А у Фостирия рот открыт. И глаза его, словно к свету яркому привыкли разом, округлились. И смотрит Фостирий на Митькины руки. И не думает он о том, что Митрий Анкудинович подглядывает за ним сквозь щели между пальцами, и не потому не думает, что не знает, какой хитрый Митрий Анкудинович человек, знает, не думает Фостирий оттого, что все мысли как будто ветром из его головы выдуло. И снова говорит не он, а Митька:

— Ты знашь чё, Фося… темнить я с тобой не собираюсь… с кем бы другим ещё, а с тобой не хочется мне чё-то. Вот тут, парень, пироги какие: признаешься — десять лет тебе, больше не влупят за такое. Нет — сам уведу в подвал и кокну. Попытка к бегству, покушение на жизнь охранника… или вон подселю какого-нибудь к тебе в камеру… сообщники… И чё, найдёт потом тебя кто? А? Да шиш-то с хреном. Даже никто не спросит про тебя. Разве собака какая голодная когда где кость твою поганую отроет да по городу денёк-другой потаскает. А, попа? — и отнял от лица руки Митрий Анкудинович, сморщился, словно при больных висках, и упёрся глазами в Фостирия. А тому прямо хоть заново говорить учись:

— Ми-е-е-е-э… бе-э-э…

— Не мекай, Фося, и не бекай, — попенял ему Митрий Анкудинович, — не во хлеву, поди, сидишь. Чё ты, сучка, жилы из меня тянешь! Не дошло до тебя ещё, ли чё ли?! Или в штаны уж наложил?! Колю позвать?.. Проверит живо, — шибко уж осердился Митрий Анкудинович, едва сдерживается.

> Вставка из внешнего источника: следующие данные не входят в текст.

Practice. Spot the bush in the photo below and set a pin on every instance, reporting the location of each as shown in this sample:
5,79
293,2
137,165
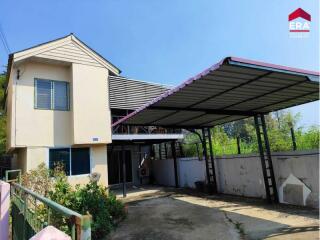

— Эй, Митька-Титька, рыло поросячье ты, немытое, Господня правда ведь не только там, на небесах, но и на земле, отец ты мой, иной раз, видишь, да и свершится, — так ответил оперу Фостирий, но это не тогда, не в кабинете бывшей женской гимназии, а десять лет спустя, в сорок девятом, когда, протрубив от звонка до звонка, оставлял за плечами колымский лагерь, а в узкие двери проходной по одному вводили новую партию заключённых, среди которых и узнал Фостирий Митрия Анкудиновича. И не вслух сказал, так, про себя подумыл, злобы в сердце никакой уже не имея на Митрия, этой сейчас, но и тогда: не окрикнул его даже, чтобы встретиться глазами с ним, ибо гнусное дело — злорадство — как червь картошку — точит сердце. А ещё тогда же, глядя на опера, в зону входящего, он так подумал: на моё, видать, освободившееся… свято место не бывает пусто… вот уж воистину, — и так ещё подумал: наказание-то одинаковое, отец ты мой, и вина наша, выходит, поровну тянет… А это потом уже, домой вернувшись, узнал Фостирий, что во время войны перестарался будто Митрий Анкудинович Засека тут, глубоко в тылу, переусердствовал: со своим небольшим отрядиком по тайге рыскал, старых кержаков для мобилизации вылавливал, облавы на них, как на волков, устраивал, а чтобы промаху не дать, заимки кержацкие одну за другой сжигал по ходу, а у кержаков этих, как на грех, сыновья на фронте не из худщих оказались, кое-кто и со Звездой даже… да, со Звездой — так Сулиан ему и сообщил. И Кавалеры.

— У тебя чё, язык, сучка, отнялся?! — закричал вдруг Митрий Анкудинович. — Или, мать твою, мимо ушей, засранец, пропускаешь всё?!